Following the January 2010 earthquake in southern Haiti, WINNER and other organizations began distributing donated foreign seeds to Haitian farmers on the assumption that there would be a shortage. But the report found that there was “no seed emergency” in Haiti and that the donated seeds undercut local seed producers and distributors. WINNER was in charge of distributing hybrid seeds donated by the Monsanto Company, a giant US-based biotechnology multinational. The Haitian journalists found evidence that “[a]t least some of the peasant farmer groups receiving Monsanto and other hybrid maize and other cereal seeds have little understanding of the implications of getting ‘hooked’ on hybrid seeds” and “also don’t appear to understand the health and environmental risks involved with the fungicide- and herbicide-coated hybrids” and might be using the seeds without the recommended masks and gloves.

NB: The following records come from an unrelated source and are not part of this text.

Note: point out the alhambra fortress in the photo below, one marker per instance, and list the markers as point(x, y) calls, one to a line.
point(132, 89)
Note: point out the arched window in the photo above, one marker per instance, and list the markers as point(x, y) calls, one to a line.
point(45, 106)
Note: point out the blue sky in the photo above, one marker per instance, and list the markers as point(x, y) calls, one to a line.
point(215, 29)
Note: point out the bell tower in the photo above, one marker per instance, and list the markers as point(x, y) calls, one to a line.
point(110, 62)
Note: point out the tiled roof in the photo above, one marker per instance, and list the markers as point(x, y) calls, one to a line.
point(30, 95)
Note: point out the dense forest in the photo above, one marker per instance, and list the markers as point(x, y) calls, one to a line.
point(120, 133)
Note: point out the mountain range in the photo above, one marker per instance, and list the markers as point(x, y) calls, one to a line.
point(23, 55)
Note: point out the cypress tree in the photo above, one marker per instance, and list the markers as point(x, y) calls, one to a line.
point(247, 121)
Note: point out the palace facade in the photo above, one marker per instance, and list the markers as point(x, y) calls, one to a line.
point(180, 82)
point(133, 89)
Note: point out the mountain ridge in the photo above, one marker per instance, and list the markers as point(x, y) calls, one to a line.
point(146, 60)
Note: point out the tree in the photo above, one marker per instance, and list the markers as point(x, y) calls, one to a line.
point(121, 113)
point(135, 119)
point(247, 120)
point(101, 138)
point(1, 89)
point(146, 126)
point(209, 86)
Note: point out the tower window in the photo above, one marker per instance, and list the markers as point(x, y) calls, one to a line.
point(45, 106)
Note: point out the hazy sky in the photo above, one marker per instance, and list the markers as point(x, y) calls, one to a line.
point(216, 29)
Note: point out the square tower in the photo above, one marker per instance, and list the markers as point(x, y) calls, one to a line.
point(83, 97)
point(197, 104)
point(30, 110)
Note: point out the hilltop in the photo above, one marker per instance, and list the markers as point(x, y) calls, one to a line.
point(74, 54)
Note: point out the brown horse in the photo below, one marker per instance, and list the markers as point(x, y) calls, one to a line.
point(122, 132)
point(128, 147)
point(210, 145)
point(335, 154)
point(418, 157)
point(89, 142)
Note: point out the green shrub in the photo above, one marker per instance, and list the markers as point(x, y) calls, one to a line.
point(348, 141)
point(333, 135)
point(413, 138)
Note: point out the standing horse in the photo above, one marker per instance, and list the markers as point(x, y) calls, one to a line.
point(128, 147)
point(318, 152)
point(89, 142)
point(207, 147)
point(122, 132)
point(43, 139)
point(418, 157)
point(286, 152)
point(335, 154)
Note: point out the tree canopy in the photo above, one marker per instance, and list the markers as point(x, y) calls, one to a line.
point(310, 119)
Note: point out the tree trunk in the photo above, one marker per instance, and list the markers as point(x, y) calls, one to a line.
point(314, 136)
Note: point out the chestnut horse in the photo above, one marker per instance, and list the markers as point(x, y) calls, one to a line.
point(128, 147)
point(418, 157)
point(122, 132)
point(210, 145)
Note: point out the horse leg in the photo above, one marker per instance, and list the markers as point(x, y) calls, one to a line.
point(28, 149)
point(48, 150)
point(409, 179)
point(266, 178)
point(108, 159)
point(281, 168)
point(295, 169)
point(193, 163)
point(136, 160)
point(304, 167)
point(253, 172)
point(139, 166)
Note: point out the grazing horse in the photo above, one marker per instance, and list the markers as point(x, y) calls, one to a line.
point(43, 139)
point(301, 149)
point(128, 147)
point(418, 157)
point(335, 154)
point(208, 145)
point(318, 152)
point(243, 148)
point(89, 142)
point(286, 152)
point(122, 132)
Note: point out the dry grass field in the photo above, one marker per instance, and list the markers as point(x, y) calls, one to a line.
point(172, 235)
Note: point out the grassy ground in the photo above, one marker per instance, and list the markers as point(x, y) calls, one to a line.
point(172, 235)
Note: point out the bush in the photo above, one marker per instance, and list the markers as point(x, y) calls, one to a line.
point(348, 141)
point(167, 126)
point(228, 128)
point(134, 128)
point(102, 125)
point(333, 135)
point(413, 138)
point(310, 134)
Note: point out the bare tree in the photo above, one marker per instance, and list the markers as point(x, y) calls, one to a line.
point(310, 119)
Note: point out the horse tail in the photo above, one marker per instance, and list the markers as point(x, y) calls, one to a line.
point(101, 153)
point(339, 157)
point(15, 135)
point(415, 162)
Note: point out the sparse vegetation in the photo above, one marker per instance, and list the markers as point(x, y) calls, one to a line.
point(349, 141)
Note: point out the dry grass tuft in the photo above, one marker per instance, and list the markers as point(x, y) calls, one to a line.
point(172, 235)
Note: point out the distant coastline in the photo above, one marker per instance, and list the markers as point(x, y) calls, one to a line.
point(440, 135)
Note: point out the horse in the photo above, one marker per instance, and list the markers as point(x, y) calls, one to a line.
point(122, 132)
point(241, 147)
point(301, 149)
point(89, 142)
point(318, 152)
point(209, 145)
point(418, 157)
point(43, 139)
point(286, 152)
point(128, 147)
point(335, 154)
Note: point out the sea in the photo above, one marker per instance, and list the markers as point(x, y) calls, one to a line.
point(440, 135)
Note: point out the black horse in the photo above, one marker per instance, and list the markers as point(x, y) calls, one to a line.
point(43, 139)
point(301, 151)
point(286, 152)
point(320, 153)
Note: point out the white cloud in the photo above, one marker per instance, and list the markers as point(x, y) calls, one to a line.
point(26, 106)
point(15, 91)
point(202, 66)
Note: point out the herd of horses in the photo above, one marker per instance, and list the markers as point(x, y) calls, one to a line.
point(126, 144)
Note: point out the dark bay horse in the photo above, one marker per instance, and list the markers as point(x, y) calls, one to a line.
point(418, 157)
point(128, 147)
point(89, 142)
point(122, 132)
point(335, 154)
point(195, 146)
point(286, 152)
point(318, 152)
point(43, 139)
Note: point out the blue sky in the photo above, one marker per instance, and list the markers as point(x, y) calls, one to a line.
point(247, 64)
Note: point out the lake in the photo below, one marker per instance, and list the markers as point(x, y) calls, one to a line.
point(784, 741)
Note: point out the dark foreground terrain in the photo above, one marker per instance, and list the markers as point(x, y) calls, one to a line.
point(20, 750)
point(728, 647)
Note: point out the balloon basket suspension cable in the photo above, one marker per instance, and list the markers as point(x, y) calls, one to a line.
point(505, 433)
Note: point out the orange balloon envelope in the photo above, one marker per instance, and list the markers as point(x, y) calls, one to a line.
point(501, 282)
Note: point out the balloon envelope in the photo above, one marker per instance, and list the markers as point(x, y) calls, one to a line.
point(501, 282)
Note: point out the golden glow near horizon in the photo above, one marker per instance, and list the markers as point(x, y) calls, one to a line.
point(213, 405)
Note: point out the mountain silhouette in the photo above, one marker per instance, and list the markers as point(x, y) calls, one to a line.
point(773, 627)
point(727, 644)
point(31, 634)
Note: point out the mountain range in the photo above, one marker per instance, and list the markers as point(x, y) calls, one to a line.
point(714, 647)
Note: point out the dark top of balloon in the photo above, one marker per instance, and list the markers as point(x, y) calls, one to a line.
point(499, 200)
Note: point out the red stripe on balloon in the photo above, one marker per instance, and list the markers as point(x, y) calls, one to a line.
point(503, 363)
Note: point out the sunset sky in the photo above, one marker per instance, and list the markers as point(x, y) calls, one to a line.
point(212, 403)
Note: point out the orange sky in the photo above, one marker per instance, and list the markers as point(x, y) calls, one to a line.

In one case, the farmers were “planning to grind up the toxic seed to use as chicken feed.”

USAID refused to be interviewed by the Haitian reporters and told farmers’ groups not to talk to them. (Haiti Grassroots Watch, March 30)

From Weekly News Update on the Americas, April 3.

See our last post on Haiti.

  1. transport links to Caracol
    Hmmm, troubling. On the practical side, it appears that there are barely roads to Caracol. Will there be port facilities built? Or major road improvements and trucking to Cap Haitien?